Smashed RVA is now popping up around the city with divine Seven Hills Farm smash burgers topped with the requisite American cheese, shredded lettuce and mayo, plus other fun additions. Founder Michael Marshall says running his own concept like this has always “been a dream of mine.” While his place of employment is closed due to the pandemic, Marshall figured he’d best spend his time slinging single and double patties to all the smash burger devotees out there. The burgers sell out fast whenever the griddle gets hot, so follow Smashed on Instagram for the latest and where it’ll be.

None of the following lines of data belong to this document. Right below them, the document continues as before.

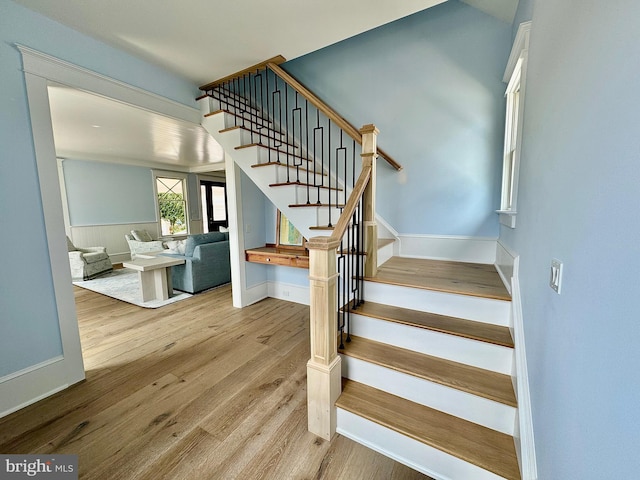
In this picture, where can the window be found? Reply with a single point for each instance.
(515, 74)
(172, 204)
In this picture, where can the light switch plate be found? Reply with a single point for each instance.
(555, 280)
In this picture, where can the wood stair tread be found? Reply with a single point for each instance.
(251, 119)
(302, 184)
(473, 279)
(484, 332)
(276, 149)
(257, 132)
(489, 449)
(303, 205)
(280, 164)
(484, 383)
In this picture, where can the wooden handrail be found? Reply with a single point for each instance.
(327, 110)
(339, 230)
(277, 60)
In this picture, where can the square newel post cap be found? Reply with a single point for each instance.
(369, 128)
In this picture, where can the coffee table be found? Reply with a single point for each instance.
(154, 274)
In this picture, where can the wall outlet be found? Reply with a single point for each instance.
(555, 280)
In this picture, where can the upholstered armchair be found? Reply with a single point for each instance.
(88, 263)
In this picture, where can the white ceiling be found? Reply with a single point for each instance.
(204, 40)
(201, 40)
(91, 127)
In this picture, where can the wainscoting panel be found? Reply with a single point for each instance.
(110, 236)
(504, 264)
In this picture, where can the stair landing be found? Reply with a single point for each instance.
(473, 279)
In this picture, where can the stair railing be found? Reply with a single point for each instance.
(337, 265)
(319, 149)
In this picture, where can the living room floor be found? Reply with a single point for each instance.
(196, 389)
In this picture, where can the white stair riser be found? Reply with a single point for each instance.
(266, 155)
(229, 103)
(467, 406)
(485, 310)
(451, 347)
(265, 137)
(244, 119)
(423, 458)
(299, 194)
(285, 174)
(385, 253)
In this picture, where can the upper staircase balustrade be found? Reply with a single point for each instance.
(319, 148)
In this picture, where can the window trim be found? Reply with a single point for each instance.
(515, 77)
(185, 188)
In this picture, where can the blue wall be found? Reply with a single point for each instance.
(432, 84)
(29, 332)
(106, 193)
(578, 202)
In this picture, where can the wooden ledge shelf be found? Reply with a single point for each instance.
(272, 255)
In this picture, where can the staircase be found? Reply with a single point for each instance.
(286, 186)
(426, 373)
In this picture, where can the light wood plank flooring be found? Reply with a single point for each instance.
(195, 390)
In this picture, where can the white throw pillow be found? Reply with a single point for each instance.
(176, 247)
(141, 235)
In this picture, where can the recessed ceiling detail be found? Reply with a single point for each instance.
(91, 127)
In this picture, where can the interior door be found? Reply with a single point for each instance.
(214, 205)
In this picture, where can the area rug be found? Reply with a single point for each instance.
(124, 285)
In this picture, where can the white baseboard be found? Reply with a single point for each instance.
(289, 292)
(524, 435)
(279, 290)
(448, 247)
(32, 384)
(255, 293)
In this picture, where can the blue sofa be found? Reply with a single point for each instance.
(207, 264)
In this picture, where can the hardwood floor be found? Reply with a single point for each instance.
(195, 390)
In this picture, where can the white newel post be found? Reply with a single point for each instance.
(369, 155)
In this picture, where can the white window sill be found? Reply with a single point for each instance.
(507, 217)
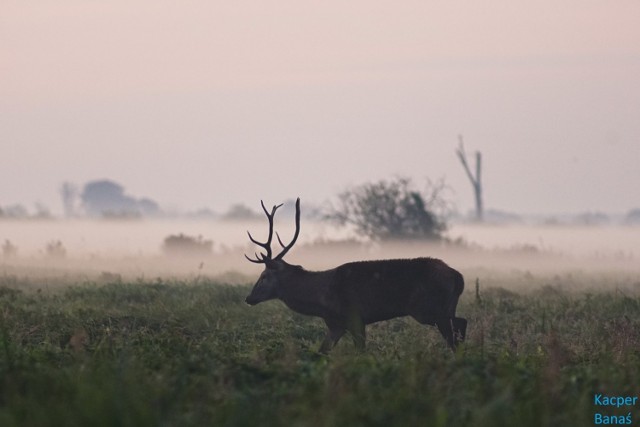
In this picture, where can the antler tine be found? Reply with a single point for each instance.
(264, 257)
(295, 235)
(257, 260)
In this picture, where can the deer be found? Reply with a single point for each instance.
(356, 294)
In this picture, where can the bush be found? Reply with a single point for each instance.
(393, 209)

Recently launched RVA BBQ Tours takes ’cue lovers on a delicious trip around the city. The caravan-style, guided tour takes guests to three barbecue joints, switching up locations every weekend. Each stop includes more food than you could ever eat – smoking hot ribs and collards from Inner City Blues were a recent favorite – and Richmond native Ryan Martin is a delightful, knowledgeable host. Martin brings your meal to your blessedly cool car and you eat from a plastic tray whilst listening to pre-recorded interviews between Martin and the highlighted pitmasters. Pretty nifty. Tours take two to three hours and run every Saturday.